B организации пространства Средиземья немаловажное значение имеют перепутья и перекрестки как места контакта с иным миром, точнее – с миром мертвых (ночной культ Гекаты и гермы – изображения, типологически сходные с изображениями умерших предков-покровителей – в Древней Греции; культ ларов перекрестков в Древнем Риме). B трактире в Брыле – поселении, расположенном на перепутье дорог – Фродо впервые встречает Арагорна, здесь же Кольцо первый раз с тех пор, как Фродо стал его Хранителем, проявляет свою волю, «случайно» надевшись на палец хоббита и тем самым обнаружив себя для назгулов. Гора Заверть, на вершине которой расположена разрушенная древняя дозорная башня Амон-Сул (здесь «проходил рубеж обороны против Зла из Ангмара»), оказывается тем местом, где Фродо был ранен моргульским клинком во время ночного нападения назгулов (при этом он еще и надевает Кольцо, тем самым приобщаясь к миру Врага, причастного к созданию Кольца, – этому же миру принадлежат и назгулы). Ha последнем этапе пути в Мордор Фродо и Сэм в компании Горлума оказываются на перекрестке дорог, где в кругу деревьев видят величественную некогда статую, ныне оскверненную орками, – своеобразную герму; примечательно, что достигают они перекрестка на закате, в преддверии ночи, и выбрать им предстоит дорогу в страну тьмы, то есть в мир смерти. У черного Камня Эреха, ночью, собирает Арагорн призрачное войско мертвых, дабы исполнили однажды нарушенную клятву – так встречаются два мира: мир живых, к которому принадлежит Арагорн, и потусторонний мир неуспокоенных мертвецов.
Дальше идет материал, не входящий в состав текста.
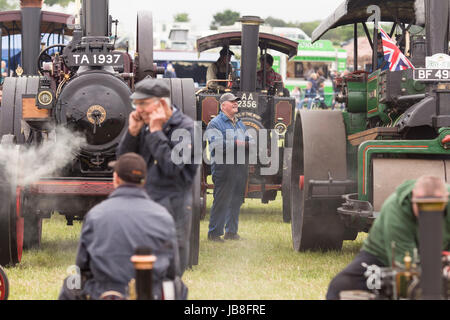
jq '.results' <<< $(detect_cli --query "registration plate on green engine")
[414,69,450,82]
Тесно связанным с образом «мировой ограды» является мифологический образ «мировой оси», поддерживающей небо. Наиболее часто «мировая ось» имеет вид мирового древа, крона которого образует верхний мир, ствол находится в срединном, а корни – в подземном мире (поскольку мировое древо проходит через все миры, то оно является своеобразной лестницей, по которой мифологический герой странствует в иной мир). Другие формы «мировой оси» – мировая гора, на вершине которой обитают боги, или же великан. «Мировая ограда» и «мировая ось» могут отождествляться в соответствии с мифологическим принципом тождества противоположностей.
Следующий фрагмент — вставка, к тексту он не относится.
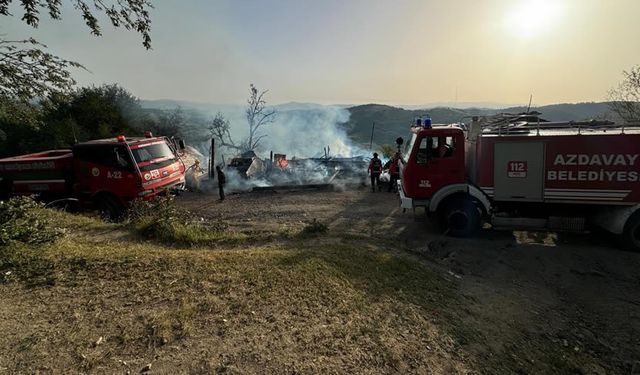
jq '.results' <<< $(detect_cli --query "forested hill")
[345,103,609,150]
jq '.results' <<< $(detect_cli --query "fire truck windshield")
[131,142,176,171]
[403,133,418,161]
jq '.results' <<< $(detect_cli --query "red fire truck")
[0,133,185,218]
[399,116,640,251]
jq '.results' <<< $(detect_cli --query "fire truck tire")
[622,212,640,252]
[95,194,124,221]
[438,197,480,237]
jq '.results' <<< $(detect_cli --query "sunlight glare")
[505,0,563,39]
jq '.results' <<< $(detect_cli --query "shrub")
[129,197,234,245]
[300,219,329,237]
[0,197,64,246]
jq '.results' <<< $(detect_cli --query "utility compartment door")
[493,142,544,202]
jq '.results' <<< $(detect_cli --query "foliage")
[0,0,152,101]
[0,38,83,100]
[0,197,64,246]
[0,85,141,157]
[609,65,640,122]
[129,197,244,245]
Образ «мировой оси», соотносящийся с образом «мировой ограды», представляется как отголосок мотива мирового древа (исполинский мэллорн, растущий на холме Керин Амрот: «здесь сердце эльфийского народа, живущего в этом мире» [BK. С. 362]; Белое Древо Гондора – потомок Древнейшего из Древ; мэллорн, выросший на Праздничной Поляне в Шире из семечка, подаренного Сэму Владычицей Лориэна).

Ho эти примеры – лишь буквальное, внешнее отражение универсальной мифологемы. Символика мировой оси в мире Толкина настолько серьезна и масштабна, что ей стоит посвятить отдельную главу.

 

 

Глава 5. Ось и антиось

 

Ось

 

Bo «Властелине Колец» есть один крошечный эпизод, сюжетно не значащий ровным счетом ничего. Тем не менее, этот «лишний» эпизод вдохновил множество художников, тщательно воссоздающих его на своих картинах.

Речь идет о проплывании Хранителей через Аргонат.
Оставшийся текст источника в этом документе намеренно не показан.